Running re_identification_net in deepstream

According to this can I have any example resources to do inference on this model using deepstream SDK?

Please refer to deepstream_tao_apps/apps/tao_others/deepstream-mdx-perception-app at master · NVIDIA-AI-IOT/deepstream_tao_apps (github.com)

how can I modify the pipeline to get the reidentification embeddings of the detections out?

This line: deepstream_tao_apps/apps/tao_others/deepstream-mdx-perception-app/deepstream_mdx_perception_app.c at master · NVIDIA-AI-IOT/deepstream_tao_apps (github.com) The embedding verctor is copied from tensor output to another CUDA buffer.

This architecture is provided in the notebook.

Referring to this output generated from the pipeline
image

I have a question like from where the tracking ids for the objects are generated? from the peoplenet nvinfer plugin or the Re-ID model nvinfer plugin? and what type of tracker is used there?

Please refer to NVIDIA-AI-IOT/deepstream-retail-analytics: A DeepStream sample application demonstrating end-to-end retail video analytics for brick-and-mortar retail. (github.com) and Building an End-to-End Retail Analytics Application with NVIDIA DeepStream and NVIDIA TAO Toolkit | NVIDIA Technical Blog

Need a clarification on handling the embeddings as well.

In the notebook description there is a mention about the vector database saying the embedding vector can form a query to a database of embeddings and find the closest match.

Is this actually happening now inside the pipeline?

If yes, can I get a clarification on what’s happening in the background? and what database is used there? any configurations available?

If no, does this mean we need to build a plugin to store and retrieve the embedding from a vector database?

Please refer to NVIDIA-AI-IOT/deepstream-retail-analytics: A DeepStream sample application demonstrating end-to-end retail video analytics for brick-and-mortar retail. (github.com) and Building an End-to-End Retail Analytics Application with NVIDIA DeepStream and NVIDIA TAO Toolkit | NVIDIA Technical Blog

1 Like

The tracking id is generated by the nvtracker(Gst-nvtracker — DeepStream documentation 6.4 documentation).

Please refer to the configuration file deepstream_tao_apps/configs/app/retail_object_detection_recognition.txt at master · NVIDIA-AI-IOT/deepstream_tao_apps (github.com)

1 Like

This part is not implemented inside DeepStream pipeline, it should be implemented outside.

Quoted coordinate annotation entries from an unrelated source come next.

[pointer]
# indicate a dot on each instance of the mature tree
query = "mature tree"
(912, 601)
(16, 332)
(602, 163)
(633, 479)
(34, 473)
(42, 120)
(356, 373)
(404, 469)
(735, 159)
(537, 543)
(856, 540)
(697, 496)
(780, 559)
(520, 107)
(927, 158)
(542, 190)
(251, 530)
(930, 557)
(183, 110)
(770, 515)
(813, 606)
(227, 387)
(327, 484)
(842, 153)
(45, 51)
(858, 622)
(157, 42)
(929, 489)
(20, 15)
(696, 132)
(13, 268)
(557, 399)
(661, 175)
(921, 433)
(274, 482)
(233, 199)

E.G. In GitHub - NVIDIA-AI-IOT/deepstream-retail-analytics: A DeepStream sample application demonstrating end-to-end retail video analytics for brick-and-mortar retail., the embedding vectors are sent to the Kafka cloud server and stored in the database in the Kafka server.

1 Like

I tried to run this pipeline on the jetson AGX and found this error,

Please provide complete information as applicable to your setup.

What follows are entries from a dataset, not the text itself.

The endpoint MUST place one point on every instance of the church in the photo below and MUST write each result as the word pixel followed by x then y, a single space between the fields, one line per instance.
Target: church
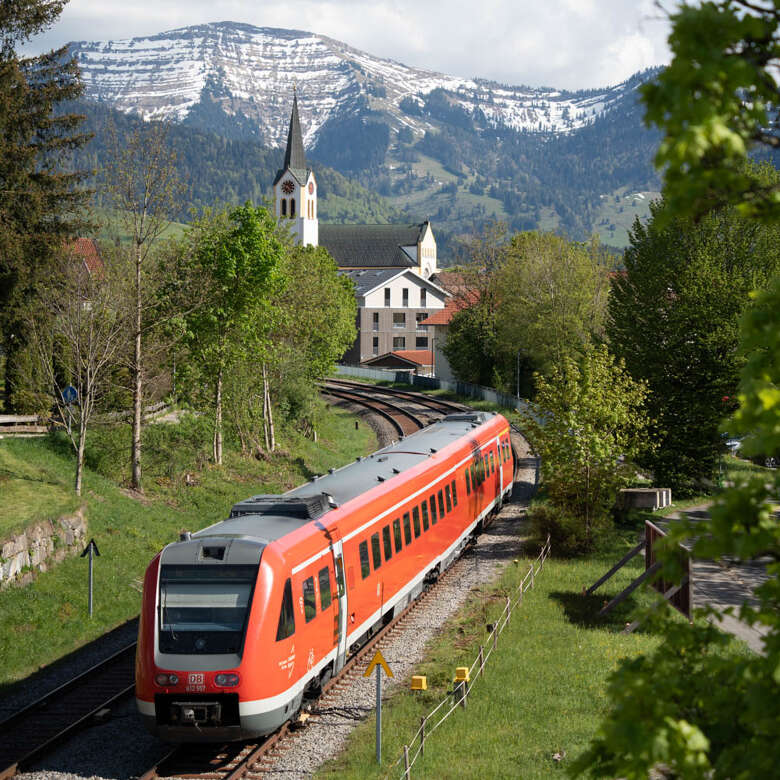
pixel 391 266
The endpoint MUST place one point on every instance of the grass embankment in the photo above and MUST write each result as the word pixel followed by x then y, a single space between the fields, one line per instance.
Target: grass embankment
pixel 543 692
pixel 48 618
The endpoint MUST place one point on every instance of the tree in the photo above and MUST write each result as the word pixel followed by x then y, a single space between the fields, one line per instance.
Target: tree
pixel 237 256
pixel 674 319
pixel 80 342
pixel 553 297
pixel 666 712
pixel 588 424
pixel 40 201
pixel 145 189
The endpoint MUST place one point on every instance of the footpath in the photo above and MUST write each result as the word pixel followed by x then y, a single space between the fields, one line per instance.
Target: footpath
pixel 727 583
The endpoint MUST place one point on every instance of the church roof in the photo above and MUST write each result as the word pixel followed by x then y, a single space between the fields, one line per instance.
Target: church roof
pixel 371 246
pixel 294 156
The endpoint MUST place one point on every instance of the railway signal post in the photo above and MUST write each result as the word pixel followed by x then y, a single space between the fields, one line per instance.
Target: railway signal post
pixel 379 662
pixel 92 549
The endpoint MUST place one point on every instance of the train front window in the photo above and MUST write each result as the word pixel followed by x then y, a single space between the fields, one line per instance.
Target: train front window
pixel 203 610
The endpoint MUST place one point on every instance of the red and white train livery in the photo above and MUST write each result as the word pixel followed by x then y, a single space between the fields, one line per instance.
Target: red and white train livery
pixel 241 618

• Hardware Platform (Jetson / GPU)
• DeepStream Version
• JetPack Version (valid for Jetson only)
• TensorRT Version
• NVIDIA GPU Driver Version (valid for GPU only)
• Issue Type( questions, new requirements, bugs)
• How to reproduce the issue ? (This is for bugs. Including which sample app is using, the configuration files content, the command line used and other details for reproducing)
• Requirement details( This is for new requirement. Including the module name-for which plugin or for which sample application, the function description)

Hardware Platform (Jetson / GPU) Jetson AGX
• DeepStream Version 6.4
• JetPack Version (valid for Jetson only) Jetpack 5.1.2
• TensorRT Version 8.5.2.2
• Issue Type Bugs
• How to reproduce the issue ?

I tried to run the peoplenet reidentification pipeline in the Jetson AGX and found this issue.

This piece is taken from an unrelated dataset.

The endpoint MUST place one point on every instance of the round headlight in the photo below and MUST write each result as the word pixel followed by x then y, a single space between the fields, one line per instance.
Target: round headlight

The log shows there are some problems with your installation. Can the deepstream-test1 work in your board?

DeepStream 6.4 can only run on JetPack 6.0 DP and Orin platform.

How could you run DeepStream 6.4 with JetPack 5.1.2?

Please check the compatibility. Quickstart Guide — DeepStream documentation 6.4 documentation

Yeah It is Deepstream 6.3, my bad.

I tried to run the pipeline inside a docker container which is pulled from nvcr.io/nvidia/deepstream:6.3-triton-multiarch

Still I found an issue,

No, it didn’t. Received error.

Have you installed JetPack5.1.2 in your host?

Yeah

Can you install DeepStream 6.3 directly on your board and run the deepstream-test1?